The predicted sentiment for: "this movie was the greatest i have ever seen in my life" is 5


### Web scraping

In [7]:
def get_reviews_from_yelp(url):
    # Make a GET request to the Yelp page for a specific business
    r = requests.get(url)

    # Parse the HTML content using BeautifulSoup
    soup = BeautifulSoup(r.text, 'html.parser')

    # Define a regular expression for matching class names containing 'comment'
    regex = re.compile('.*comment.*')

    # Find all 'p' (paragraph) elements with class names matching the regex pattern
    results = soup.find_all('p', {'class': regex})
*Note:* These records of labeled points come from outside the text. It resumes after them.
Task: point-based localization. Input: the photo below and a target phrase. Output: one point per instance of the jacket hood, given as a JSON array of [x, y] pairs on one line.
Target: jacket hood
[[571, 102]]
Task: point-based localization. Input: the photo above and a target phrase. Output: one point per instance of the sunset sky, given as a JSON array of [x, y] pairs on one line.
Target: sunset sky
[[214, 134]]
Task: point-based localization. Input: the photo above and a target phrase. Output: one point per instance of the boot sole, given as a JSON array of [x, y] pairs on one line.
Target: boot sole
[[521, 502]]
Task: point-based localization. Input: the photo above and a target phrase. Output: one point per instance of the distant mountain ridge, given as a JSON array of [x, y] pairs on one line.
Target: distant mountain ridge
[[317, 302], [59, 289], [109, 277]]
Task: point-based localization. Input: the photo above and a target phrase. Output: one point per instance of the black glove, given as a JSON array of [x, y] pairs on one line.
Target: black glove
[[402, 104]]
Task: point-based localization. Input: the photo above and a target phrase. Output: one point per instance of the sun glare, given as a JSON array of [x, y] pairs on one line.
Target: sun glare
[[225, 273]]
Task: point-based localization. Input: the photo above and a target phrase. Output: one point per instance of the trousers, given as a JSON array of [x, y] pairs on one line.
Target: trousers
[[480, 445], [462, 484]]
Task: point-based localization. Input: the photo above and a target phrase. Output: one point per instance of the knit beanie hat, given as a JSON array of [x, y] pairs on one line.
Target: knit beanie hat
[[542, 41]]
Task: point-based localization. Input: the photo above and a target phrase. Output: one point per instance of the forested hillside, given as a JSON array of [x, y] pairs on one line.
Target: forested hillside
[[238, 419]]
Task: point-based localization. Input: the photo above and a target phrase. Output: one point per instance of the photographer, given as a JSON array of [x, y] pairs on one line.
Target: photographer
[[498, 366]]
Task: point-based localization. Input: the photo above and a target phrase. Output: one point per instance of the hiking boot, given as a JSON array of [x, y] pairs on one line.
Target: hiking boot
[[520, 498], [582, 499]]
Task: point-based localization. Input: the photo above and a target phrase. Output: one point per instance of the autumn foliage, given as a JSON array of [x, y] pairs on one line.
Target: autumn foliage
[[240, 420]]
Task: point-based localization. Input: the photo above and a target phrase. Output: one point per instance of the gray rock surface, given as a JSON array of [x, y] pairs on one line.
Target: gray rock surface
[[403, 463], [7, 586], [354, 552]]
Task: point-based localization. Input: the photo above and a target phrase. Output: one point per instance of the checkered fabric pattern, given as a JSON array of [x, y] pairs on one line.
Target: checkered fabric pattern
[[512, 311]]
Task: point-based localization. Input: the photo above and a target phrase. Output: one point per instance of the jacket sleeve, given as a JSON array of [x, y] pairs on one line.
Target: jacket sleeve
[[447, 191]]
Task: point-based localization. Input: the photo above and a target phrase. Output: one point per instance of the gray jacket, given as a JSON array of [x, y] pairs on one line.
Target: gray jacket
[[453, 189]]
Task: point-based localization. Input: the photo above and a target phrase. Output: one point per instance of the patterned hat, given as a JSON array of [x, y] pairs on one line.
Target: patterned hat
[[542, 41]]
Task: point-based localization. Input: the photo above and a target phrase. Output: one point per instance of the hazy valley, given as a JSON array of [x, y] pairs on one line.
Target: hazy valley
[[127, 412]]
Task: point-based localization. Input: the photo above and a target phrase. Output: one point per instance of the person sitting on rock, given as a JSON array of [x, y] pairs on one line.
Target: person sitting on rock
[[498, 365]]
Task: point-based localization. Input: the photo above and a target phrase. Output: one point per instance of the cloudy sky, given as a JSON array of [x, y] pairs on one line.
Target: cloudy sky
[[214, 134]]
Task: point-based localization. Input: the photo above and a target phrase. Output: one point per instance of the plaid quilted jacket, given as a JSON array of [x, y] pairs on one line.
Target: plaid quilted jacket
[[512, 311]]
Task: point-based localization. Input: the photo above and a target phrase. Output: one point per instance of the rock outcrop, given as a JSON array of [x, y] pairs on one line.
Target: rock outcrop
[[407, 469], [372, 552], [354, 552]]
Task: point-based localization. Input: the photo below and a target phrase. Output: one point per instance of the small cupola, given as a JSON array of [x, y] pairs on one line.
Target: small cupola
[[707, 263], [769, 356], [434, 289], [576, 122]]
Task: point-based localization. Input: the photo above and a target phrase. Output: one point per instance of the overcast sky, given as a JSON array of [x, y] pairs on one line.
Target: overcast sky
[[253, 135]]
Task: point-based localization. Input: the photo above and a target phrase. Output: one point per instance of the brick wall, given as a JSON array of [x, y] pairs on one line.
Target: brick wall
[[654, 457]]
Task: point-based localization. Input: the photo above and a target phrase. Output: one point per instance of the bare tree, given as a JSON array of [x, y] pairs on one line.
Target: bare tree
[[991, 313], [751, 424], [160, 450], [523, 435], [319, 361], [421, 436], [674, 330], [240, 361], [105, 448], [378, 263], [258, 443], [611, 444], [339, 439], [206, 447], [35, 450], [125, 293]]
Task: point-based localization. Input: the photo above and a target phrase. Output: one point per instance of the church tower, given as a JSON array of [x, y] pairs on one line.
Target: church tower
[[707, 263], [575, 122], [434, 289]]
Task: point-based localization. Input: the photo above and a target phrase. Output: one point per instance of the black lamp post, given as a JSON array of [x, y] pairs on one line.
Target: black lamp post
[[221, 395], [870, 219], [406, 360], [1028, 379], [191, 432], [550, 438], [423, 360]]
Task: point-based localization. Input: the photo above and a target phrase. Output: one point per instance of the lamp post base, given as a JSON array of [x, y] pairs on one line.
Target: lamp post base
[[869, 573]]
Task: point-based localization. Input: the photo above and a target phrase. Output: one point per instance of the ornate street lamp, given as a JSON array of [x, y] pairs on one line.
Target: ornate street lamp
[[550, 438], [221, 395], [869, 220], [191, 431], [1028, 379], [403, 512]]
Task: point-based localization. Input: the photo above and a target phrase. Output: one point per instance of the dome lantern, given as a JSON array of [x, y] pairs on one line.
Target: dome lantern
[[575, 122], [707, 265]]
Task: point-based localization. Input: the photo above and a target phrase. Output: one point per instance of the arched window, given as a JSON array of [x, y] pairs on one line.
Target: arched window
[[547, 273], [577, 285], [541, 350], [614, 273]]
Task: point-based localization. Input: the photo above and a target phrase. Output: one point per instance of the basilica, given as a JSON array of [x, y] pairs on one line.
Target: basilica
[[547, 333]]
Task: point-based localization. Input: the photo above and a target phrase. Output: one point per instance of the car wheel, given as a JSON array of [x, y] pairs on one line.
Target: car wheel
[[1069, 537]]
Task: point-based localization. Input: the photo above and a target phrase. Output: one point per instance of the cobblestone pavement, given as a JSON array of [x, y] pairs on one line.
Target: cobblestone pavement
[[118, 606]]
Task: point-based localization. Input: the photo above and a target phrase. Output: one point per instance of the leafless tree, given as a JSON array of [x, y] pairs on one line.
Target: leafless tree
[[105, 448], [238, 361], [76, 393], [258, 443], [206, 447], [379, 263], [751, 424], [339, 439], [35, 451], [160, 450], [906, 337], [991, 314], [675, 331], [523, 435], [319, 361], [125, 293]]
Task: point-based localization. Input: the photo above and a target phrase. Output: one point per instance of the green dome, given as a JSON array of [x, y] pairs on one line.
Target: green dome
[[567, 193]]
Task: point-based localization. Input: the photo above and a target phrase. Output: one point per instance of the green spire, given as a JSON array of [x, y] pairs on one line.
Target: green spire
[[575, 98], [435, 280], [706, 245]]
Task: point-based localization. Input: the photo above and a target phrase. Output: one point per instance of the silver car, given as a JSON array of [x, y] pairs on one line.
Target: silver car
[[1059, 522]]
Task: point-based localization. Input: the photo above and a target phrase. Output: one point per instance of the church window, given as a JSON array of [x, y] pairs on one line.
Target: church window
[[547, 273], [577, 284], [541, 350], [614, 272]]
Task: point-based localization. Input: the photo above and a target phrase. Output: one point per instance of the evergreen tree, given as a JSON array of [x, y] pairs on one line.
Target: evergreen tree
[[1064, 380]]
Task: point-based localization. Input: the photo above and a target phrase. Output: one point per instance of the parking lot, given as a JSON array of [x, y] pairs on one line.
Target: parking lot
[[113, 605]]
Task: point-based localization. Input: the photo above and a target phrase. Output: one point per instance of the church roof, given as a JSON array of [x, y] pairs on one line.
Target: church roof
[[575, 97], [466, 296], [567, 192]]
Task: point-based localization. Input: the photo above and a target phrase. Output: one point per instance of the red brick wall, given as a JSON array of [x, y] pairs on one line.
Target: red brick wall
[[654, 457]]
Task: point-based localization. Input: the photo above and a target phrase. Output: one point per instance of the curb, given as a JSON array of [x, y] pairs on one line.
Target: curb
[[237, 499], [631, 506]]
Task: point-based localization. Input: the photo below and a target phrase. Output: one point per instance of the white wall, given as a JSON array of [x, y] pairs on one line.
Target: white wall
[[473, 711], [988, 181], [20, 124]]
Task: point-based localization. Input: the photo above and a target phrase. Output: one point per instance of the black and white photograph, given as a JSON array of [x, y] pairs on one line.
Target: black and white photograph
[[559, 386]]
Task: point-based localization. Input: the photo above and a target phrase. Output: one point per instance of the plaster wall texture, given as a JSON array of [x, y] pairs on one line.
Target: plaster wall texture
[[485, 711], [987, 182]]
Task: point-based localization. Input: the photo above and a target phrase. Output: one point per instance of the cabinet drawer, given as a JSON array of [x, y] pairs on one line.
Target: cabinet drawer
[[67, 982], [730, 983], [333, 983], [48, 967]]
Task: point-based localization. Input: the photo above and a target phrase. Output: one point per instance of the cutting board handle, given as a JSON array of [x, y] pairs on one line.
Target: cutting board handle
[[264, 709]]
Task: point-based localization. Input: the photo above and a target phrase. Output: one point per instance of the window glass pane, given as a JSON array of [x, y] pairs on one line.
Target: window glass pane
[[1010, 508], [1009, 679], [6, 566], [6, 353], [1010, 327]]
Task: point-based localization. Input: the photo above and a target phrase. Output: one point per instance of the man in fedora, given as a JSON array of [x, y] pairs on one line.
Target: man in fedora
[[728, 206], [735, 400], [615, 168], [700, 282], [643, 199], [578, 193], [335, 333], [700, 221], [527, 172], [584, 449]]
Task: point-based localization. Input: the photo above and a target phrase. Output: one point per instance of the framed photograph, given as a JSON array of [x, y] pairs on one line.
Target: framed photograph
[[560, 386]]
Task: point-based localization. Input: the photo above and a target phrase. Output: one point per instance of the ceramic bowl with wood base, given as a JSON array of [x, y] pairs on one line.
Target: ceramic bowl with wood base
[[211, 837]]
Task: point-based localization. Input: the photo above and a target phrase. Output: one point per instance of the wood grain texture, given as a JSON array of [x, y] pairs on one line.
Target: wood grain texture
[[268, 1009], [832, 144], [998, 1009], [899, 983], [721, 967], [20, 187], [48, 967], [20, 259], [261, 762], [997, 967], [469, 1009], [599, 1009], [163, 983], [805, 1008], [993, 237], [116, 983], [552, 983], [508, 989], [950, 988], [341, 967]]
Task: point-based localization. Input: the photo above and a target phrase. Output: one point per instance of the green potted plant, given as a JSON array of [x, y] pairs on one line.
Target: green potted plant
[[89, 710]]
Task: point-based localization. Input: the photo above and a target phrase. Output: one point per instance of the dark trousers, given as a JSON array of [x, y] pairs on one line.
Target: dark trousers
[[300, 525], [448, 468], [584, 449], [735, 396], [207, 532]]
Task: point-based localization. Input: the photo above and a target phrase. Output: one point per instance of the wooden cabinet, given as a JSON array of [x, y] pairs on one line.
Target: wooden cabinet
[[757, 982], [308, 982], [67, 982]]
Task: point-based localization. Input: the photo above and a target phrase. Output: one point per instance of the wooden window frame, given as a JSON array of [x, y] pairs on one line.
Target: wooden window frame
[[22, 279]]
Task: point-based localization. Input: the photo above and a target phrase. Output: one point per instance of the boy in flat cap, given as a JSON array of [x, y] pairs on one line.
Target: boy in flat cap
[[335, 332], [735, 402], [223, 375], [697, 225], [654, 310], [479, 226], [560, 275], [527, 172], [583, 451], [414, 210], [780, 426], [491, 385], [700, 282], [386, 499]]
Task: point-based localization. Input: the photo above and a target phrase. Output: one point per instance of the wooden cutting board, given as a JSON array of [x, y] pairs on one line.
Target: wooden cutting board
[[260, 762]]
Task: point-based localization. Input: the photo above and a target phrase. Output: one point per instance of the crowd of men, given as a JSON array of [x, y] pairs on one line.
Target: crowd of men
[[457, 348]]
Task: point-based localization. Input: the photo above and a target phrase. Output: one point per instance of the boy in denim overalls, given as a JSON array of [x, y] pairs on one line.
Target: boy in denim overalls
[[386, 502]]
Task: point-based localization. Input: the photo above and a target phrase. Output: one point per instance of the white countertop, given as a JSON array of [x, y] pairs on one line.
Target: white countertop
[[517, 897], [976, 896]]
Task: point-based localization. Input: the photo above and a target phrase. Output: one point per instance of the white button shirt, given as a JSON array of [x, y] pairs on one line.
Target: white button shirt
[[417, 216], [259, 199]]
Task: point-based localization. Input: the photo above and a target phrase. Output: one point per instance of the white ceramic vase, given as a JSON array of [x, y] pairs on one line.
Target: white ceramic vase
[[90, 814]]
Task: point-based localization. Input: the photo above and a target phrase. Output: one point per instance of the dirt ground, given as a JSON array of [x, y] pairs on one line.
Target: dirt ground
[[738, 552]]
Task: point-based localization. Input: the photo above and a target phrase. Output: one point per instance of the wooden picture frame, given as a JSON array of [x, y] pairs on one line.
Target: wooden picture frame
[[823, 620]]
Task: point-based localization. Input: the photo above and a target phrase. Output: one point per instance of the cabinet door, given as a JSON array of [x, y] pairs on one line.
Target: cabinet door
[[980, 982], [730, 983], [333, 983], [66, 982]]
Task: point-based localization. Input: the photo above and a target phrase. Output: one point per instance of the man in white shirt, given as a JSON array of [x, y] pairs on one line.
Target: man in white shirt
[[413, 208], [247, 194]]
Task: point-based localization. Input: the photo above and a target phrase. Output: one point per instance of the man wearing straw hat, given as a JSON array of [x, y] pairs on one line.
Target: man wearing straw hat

    # Extract the text content from each matching element and store it in the 'reviews' list
    reviews = [result.text for result in results]

    return reviews

In [8]:
# List the urls for business we want to scrape data from
yelp_urls = [
    'https://www.yelp.com/biz/crumbl-cookies-salt-lake-city-salt-lake-city-3?osq=crumbl+cookies',
    'https://www.yelp.com/biz/twisted-sugar-salt-lake-city-2?osq=twisted+sugar',
    'https://www.yelp.com/biz/swig-salt-lake-city-4?osq=Swig+Soda'
]

In [9]:
# Create a Pandas DataFrame from the list of reviews
df = pd.DataFrame(columns=['review'])

In [10]:
# Loop through the urls and add data to a dataframe
for url in yelp_urls:
    business_reviews = get_reviews_from_yelp(url)
    df = pd.concat([df, pd.DataFrame({'review': business_reviews})], ignore_index=True)

In [11]:
# Check the first 5 rows of the dataframe
df.head()

Unnamed: 0,review
0,I love Crumbl so much. We usually bike here an...
1,Lots of parking. Never a line. Cookies are mad...
2,Crumbl cookies always satisfies my cookie crav...
3,I came here to get a free birthday cookie beca...
4,What I love about crumbl- different flavors ev...


In [12]:
# Check how many entries there is in the dataframe
len(df.index)

36

### Generate sentiment scores on our dataframe

In [13]:
def sentiment_score(review):
    # Tokenize the input review using the pre-trained tokenizer
    tokens = tokenizer.encode(review, return_tensors='pt')
    # Pass the encoded tokens through the pre-trained sentiment analysis model
    result = model(tokens)
    # Find the index of the maximum logit score and add 1 to get the predicted sentiment class
    return int(torch.argmax(result.logits))+1

In [14]:
# Add a new column 'sentiment' to the DataFrame, containing sentiment scores for each review
df['sentiment'] = df['review'].apply(lambda x: sentiment_score(x[:500]))

In [15]:
# Overview of the dataframe
df

Unnamed: 0,review,sentiment
0,I love Crumbl so much. We usually bike here an...,5
1,Lots of parking. Never a line. Cookies are mad...,4
2,Crumbl cookies always satisfies my cookie crav...,5
3,I came here to get a free birthday cookie beca...,3
4,What I love about crumbl- different flavors ev...,3
5,I finally tried Crumbl after hearing so much p...,2
6,Worst customer service I have ever had. Refuse...,1
7,Tasty cookies and great customer service at th...,5
8,Hi John. We appreciate the great review! So g...,5
9,Seems like they have a different recipe than o...,3


### View results

In [16]:
# Check the highest score
df['review'].iloc[0]

"I love Crumbl so much. We usually bike here and share a cookie. It's a nice treat and the variety of cookies keeps us coming back. This time we had the Pumpkin Spice Cookie. It was amazing and served warm."

In [17]:
# Check the lowest score
df['review'].iloc[16]

"Went to this location today and ended up with this piece of silicone or rubber in my drink. I called to let them know and best they had for me was sorry. I've been there 3 times since I found about them a week ago. Glad to say they have lost a repeat customer. They should work on a better compensation than sorry."